22 Temmuz 2012 Pazar

FALL COUTURE


Christian Dior - Versace - Valentino



Jean Paul Gultier - Alexis Mabille - Ulyana Sergeenko


Givenchy - Chanel - Maison Martin Margiela







Couture için çok fazla söylenecek kelime var. İşçilik, zanaat ve ihtişam en öncelikli üç kelime bence bunlar ihtişam eski couture geleneğine göre azalsa da vücutta iyi oturan kaliteli işçilik geleneğin değişmez adeti. Bir zamanlar show amaçlı yapılan, giyilemeyen sanat eserlerini artık, Kırmızı halılarda görüyor olmamız. Ve giyilebilir zarafetin moda haftalarında yaygınlaşması artık couture bakış açımızı iyiden iyiye değiştirdi. Kış koleksiyonlarında en dikkat çeken de bu giyilebilir couture. Beni her sezon mest eden az ama öz çalışırım diyen Ricardo Tisci'nin  Givenchy couture sergileme tavrına bayılıyorum. Değişik mekanları podyuma dönüştürerek tasarımın ruhuna girmemizi iyi sağlıyor.
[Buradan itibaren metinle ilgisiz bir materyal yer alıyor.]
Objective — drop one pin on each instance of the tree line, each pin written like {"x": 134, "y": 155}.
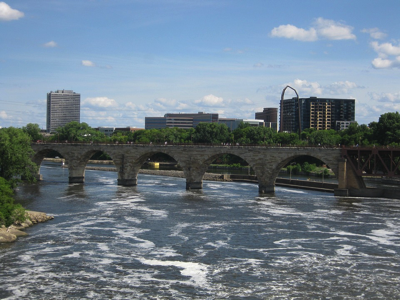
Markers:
{"x": 384, "y": 132}
{"x": 16, "y": 152}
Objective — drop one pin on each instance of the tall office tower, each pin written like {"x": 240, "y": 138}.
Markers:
{"x": 318, "y": 113}
{"x": 269, "y": 114}
{"x": 185, "y": 120}
{"x": 63, "y": 106}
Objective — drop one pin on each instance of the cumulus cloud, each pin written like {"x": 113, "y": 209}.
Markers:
{"x": 385, "y": 97}
{"x": 305, "y": 87}
{"x": 374, "y": 33}
{"x": 130, "y": 105}
{"x": 210, "y": 100}
{"x": 385, "y": 48}
{"x": 341, "y": 87}
{"x": 9, "y": 14}
{"x": 321, "y": 29}
{"x": 50, "y": 44}
{"x": 292, "y": 32}
{"x": 3, "y": 115}
{"x": 88, "y": 63}
{"x": 388, "y": 55}
{"x": 100, "y": 102}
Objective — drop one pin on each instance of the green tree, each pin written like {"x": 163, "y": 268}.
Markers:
{"x": 213, "y": 133}
{"x": 9, "y": 211}
{"x": 387, "y": 130}
{"x": 15, "y": 156}
{"x": 33, "y": 130}
{"x": 324, "y": 137}
{"x": 78, "y": 132}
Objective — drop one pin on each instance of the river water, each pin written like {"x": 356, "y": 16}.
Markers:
{"x": 159, "y": 241}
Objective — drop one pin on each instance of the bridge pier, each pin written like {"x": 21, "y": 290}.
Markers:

Ve her looku ayrıca beğeniyorsunuz. İkinci defilesi ile yine Versace renkli, uçuşan etekler ve yırtmaçlar dikkat çekici olsa da aslında sahalar da devamlı gördüğümüz bir manzara var. Yaz koleksiyonun da dev çiçeklerle dikkatleri toplayan Alexis Mabille bu koleksiyonu daha viktoryen yine şaşa var ama bu sefer daha sportif. Maison Martin Margiela, ilk couture defilesini unutmayın dercesine modellerin başlarını süslediği taşlar genel klasmanda 1.sıraya oturacak kıvamda güzel ve benim favorim. Bir ilk yapanlardan biri de moda haftalarının starı Rus porselen bebek Ulyana Sergeenko onun kabarık etekleri ve şatafatlı giyim stili Ladylike stilinin abartılmışı adeta ama farklı bakış açısı Paris şenlendirdi. Ve önünde saygıyla eğilirim. Dediğim adam Jean Paul Gultier, enerjisine ve her koleksiyonunda ki yaramaz çocuk ruhuna bayılıyorum. Bu koleksiyonda maskülen hanımlar beylerle karışırken o seksi korselerini aralara attırı vermiş. Valentino, zarafetini ve işçiliğini her sezon olduğu gibi yine ön sıraya koyarak konuşturmuş. John Gallione'yi benim gibi sizde özlüyorsunuz dur. Eminim, onun o tiatral ruhu Mc Queen den sonra podyumda en çok aradığım adam. Onun modaya kattıkları ve hala katacaklarını düşlerken, Christian Dior yeni bir çiçek gibi açıyor. Yeni kreatif drektörü Raf Simons'ın ilk Couture defilesin de koleksiyonu görmek için önemli isimleri ağırlaması ile konuşuldu. Dior çizgisinin dışında bir koleksiyon sunan ve beğenileri toplasa da benim için Dior için en yakışan isim Gallione. Son söz olarak; Couture, için söylenecek söz bitmez.